Manufacturing has long served as a proving ground for emerging technologies, from augmented reality headsets guiding engineers to machine vision systems for quality checks and robotic arms building other robots. This track record often positions the industry as an early adopter of innovation. Yet the gap between those flashy case studies and the typical factory floor remains vast. “You get some really exciting examples, but it’s not pervasive,” notes Chris Dungey, CTO at High Value Manufacturing Catapult. The complexity of manufacturing processes, with many moving parts and high safety stakes, has slowed widespread AI integration despite the clear opportunity.

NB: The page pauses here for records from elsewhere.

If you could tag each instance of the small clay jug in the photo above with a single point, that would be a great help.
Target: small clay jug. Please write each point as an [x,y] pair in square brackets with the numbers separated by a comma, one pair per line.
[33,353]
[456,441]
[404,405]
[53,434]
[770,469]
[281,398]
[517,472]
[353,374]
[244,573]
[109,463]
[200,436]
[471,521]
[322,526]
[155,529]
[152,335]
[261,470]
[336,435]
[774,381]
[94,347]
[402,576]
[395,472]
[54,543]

Back-office operations face similar hurdles. In 2024, the Manufacturing Leadership Council found that 70 percent of manufacturers still relied on manual data entry. AI adoption in knowledge work has been sluggish because these roles often lack rules-based structures, making automation inherently harder. However, the need is no longer optional. “We’re having a rough economic time here in Europe right now, and what we’ve heard from companies is, ‘We want to do more, but with the same staff,'” says Alexander Müller, cofounder of Workist, which builds AI software for white-collar tasks. While full-scale transformation remains elusive, early movers offer valuable lessons.

Lesson 1: Keep Humans in the Loop

Michelin digitized much of its factory operations by 2020, but administrative and knowledge work stayed manual. Since then, the company has focused on augmenting workers with AI rather than replacing them. After early experiments in 2021, Michelin built its data foundations and now scales AI across more than 200 business cases. Ambica Rajagopal, group chief data and AI officer, intentionally avoids restricting which processes can use AI. “The key to adoption of AI, for me, is empathy,” she says. Employees can use an internal generative AI tool called Aurora, which supports knowledge agents trained on team-specific documents for finance, legal, and other departments. Workers can also create their own self-service agents, and some have developed unexpected use cases independently, like comparing information across documents in different formats.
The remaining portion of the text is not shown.